Alright, so I want to clarify, I can totally appreciate the scepticism around what I'm saying here. I agree that it is not quite matching expectations. I run a cluster where two of the nodes exhibit this behaviour, and one doesn't. I've tried to find an explanation, and that's part of why I'm posting here in the first place, because I can't yet explain it. All three nodes do backup tasks daily, yet two show this problematic behaviour and one does not.
As for monitoring insights, here is the biggest node that is exhibiting the issue :
https://imgur.com/a/wQSOU7I
I want to add that all the VMs that run on that host have a static amount of RAM set. There is no ballooning going on, and I have not modified the proxmox install to run anything beyond snmpd on each node (for monitoring obviously). But snmpd is even running on the node that does not exhibit this behaviour.
This is the total RAM usage, I was unable to separate out caching. Swapping starts when the RAM is full, naturally, so I didn't include the swap graph (I only have a graph for swap usage in bytes, not swap in/out insights) as including that graph is redundant as we can safely assume swapping happens at 100% RAM usage for an extended period of time (as the image shows, several days).
As you can see, each day the backup happens, the RAM usage jumps up a good chunk, and the next day none of that is freed up.
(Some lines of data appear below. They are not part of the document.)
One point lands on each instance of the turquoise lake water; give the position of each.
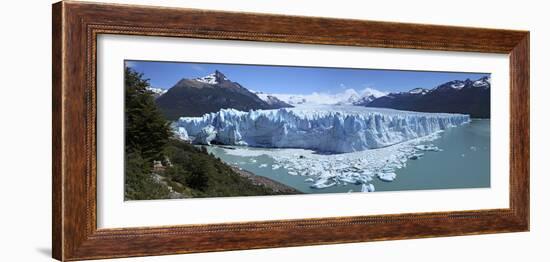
(463, 163)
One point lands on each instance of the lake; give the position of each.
(463, 162)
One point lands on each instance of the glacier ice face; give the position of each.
(334, 129)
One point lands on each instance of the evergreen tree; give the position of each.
(147, 131)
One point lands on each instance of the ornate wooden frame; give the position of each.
(76, 26)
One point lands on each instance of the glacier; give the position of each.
(322, 128)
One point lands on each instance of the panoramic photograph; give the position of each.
(197, 130)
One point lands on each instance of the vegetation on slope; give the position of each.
(188, 171)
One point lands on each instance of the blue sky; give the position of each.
(297, 80)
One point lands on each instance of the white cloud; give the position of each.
(131, 64)
(197, 67)
(346, 96)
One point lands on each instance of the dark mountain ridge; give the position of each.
(458, 96)
(196, 97)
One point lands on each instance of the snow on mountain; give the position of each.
(157, 91)
(272, 100)
(347, 97)
(212, 79)
(419, 90)
(337, 129)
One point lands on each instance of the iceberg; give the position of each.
(322, 128)
(355, 168)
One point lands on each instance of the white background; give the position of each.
(25, 135)
(114, 212)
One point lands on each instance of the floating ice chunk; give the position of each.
(205, 135)
(367, 188)
(428, 148)
(416, 156)
(323, 183)
(388, 177)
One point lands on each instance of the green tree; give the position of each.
(147, 131)
(138, 181)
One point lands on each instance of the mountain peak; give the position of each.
(213, 78)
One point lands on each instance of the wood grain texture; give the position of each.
(76, 26)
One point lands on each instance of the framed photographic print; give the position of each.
(182, 130)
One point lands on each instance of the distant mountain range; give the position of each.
(471, 97)
(196, 97)
(347, 97)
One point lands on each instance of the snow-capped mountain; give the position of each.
(196, 97)
(157, 91)
(347, 97)
(324, 128)
(471, 97)
(419, 91)
(213, 79)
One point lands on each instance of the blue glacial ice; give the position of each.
(330, 145)
(331, 129)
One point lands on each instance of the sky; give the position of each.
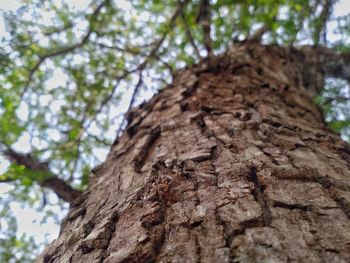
(29, 219)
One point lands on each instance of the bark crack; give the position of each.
(258, 193)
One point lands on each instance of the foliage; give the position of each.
(65, 72)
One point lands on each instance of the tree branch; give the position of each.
(59, 186)
(187, 29)
(63, 50)
(204, 18)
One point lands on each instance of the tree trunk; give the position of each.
(232, 163)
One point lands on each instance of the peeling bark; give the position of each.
(233, 163)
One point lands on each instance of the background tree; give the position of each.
(114, 48)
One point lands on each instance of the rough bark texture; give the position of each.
(233, 163)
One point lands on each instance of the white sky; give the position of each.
(29, 219)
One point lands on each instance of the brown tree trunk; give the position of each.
(232, 163)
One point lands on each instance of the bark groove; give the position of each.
(233, 163)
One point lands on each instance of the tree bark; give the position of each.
(232, 163)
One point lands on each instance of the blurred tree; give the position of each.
(66, 72)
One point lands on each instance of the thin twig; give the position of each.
(63, 190)
(62, 51)
(204, 18)
(188, 30)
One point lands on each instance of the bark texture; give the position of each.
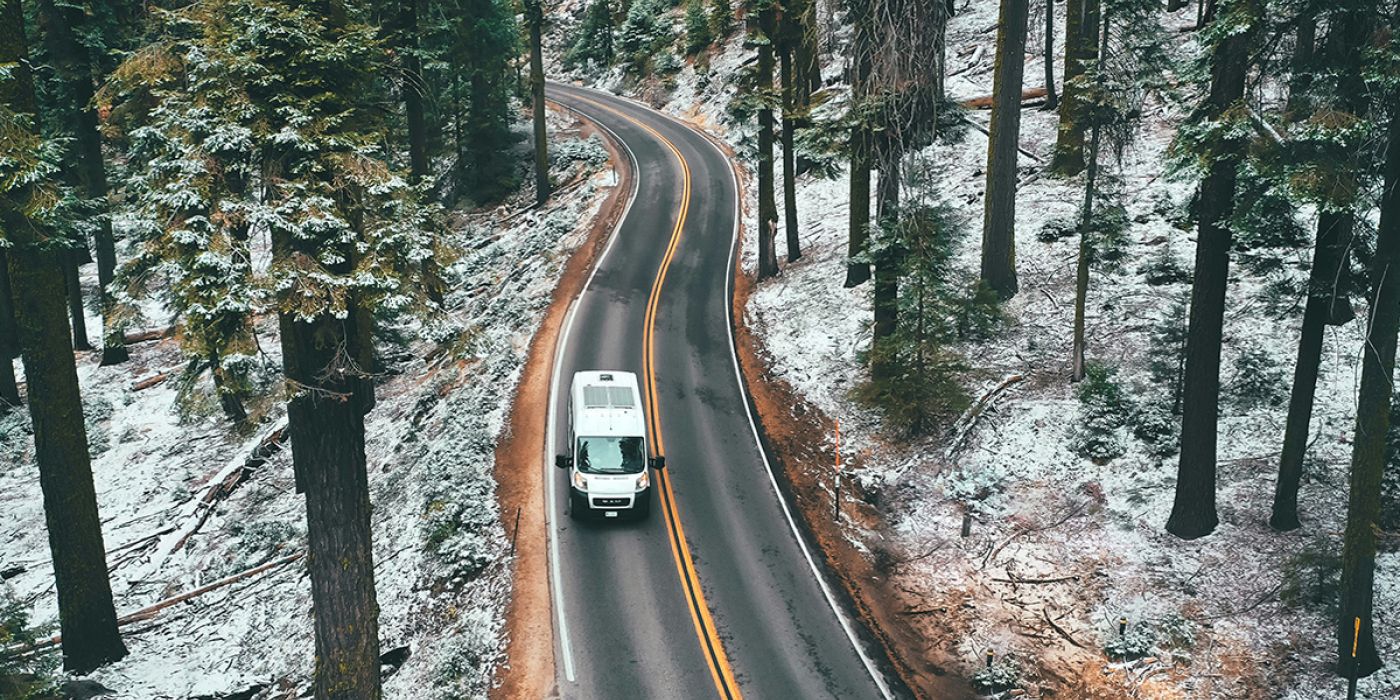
(1368, 455)
(998, 230)
(87, 618)
(1193, 510)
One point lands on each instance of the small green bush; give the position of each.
(1102, 415)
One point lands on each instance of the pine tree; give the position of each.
(1234, 25)
(87, 616)
(1355, 630)
(594, 42)
(857, 268)
(1339, 165)
(1081, 31)
(9, 340)
(84, 161)
(535, 21)
(697, 28)
(998, 231)
(767, 203)
(721, 20)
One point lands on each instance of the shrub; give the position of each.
(923, 388)
(1312, 577)
(1001, 675)
(1102, 415)
(1259, 381)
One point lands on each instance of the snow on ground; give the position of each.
(1061, 538)
(441, 552)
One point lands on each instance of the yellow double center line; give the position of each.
(710, 643)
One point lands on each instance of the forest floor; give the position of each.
(1061, 546)
(443, 556)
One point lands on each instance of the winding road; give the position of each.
(718, 591)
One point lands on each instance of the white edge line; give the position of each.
(556, 578)
(787, 511)
(734, 353)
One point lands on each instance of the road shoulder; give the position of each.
(529, 668)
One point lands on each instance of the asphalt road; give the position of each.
(716, 594)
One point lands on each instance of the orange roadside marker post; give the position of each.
(836, 496)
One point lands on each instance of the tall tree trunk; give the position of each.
(1052, 98)
(1327, 297)
(767, 203)
(535, 17)
(9, 339)
(1193, 511)
(788, 156)
(888, 258)
(998, 231)
(87, 618)
(1305, 39)
(1081, 31)
(86, 164)
(1081, 275)
(858, 269)
(73, 290)
(1368, 454)
(413, 86)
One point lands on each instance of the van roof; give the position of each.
(606, 403)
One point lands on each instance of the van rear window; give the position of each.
(611, 455)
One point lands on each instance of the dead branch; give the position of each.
(144, 336)
(144, 613)
(984, 102)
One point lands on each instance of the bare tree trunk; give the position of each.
(9, 339)
(767, 203)
(87, 616)
(1081, 28)
(794, 245)
(998, 231)
(1081, 276)
(857, 269)
(1193, 511)
(1368, 457)
(86, 165)
(1052, 98)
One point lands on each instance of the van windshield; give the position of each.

So the next backup task happens and it jumps up again, nothing getting freed.
The big drop on the right side of the image is me telling the system to flush caches and swap manually. I have not observed it flushing either automatically.
As I mentioned earlier, up until today the only reliable way I have found to address this is to periodically flush the cache and swap manually. However there is a lot of criticism about this method online, and I've been trying to find a better way to address this issue. I'd rather solve the root cause, but backups seem to be the cause in this case and I am not sure how I can adjust backups to address this issue.
Right now that cluster node has 12 VMs on it, and the RAM allocated for them is ~52GB out of the 128GB of RAM in the physical host node itself.
Also, ignore the date filter in the top of the image, it didn't adjust that range as I zoomed in, so the date filter at the top is not accurate. The days along the bottom of the image are accurate.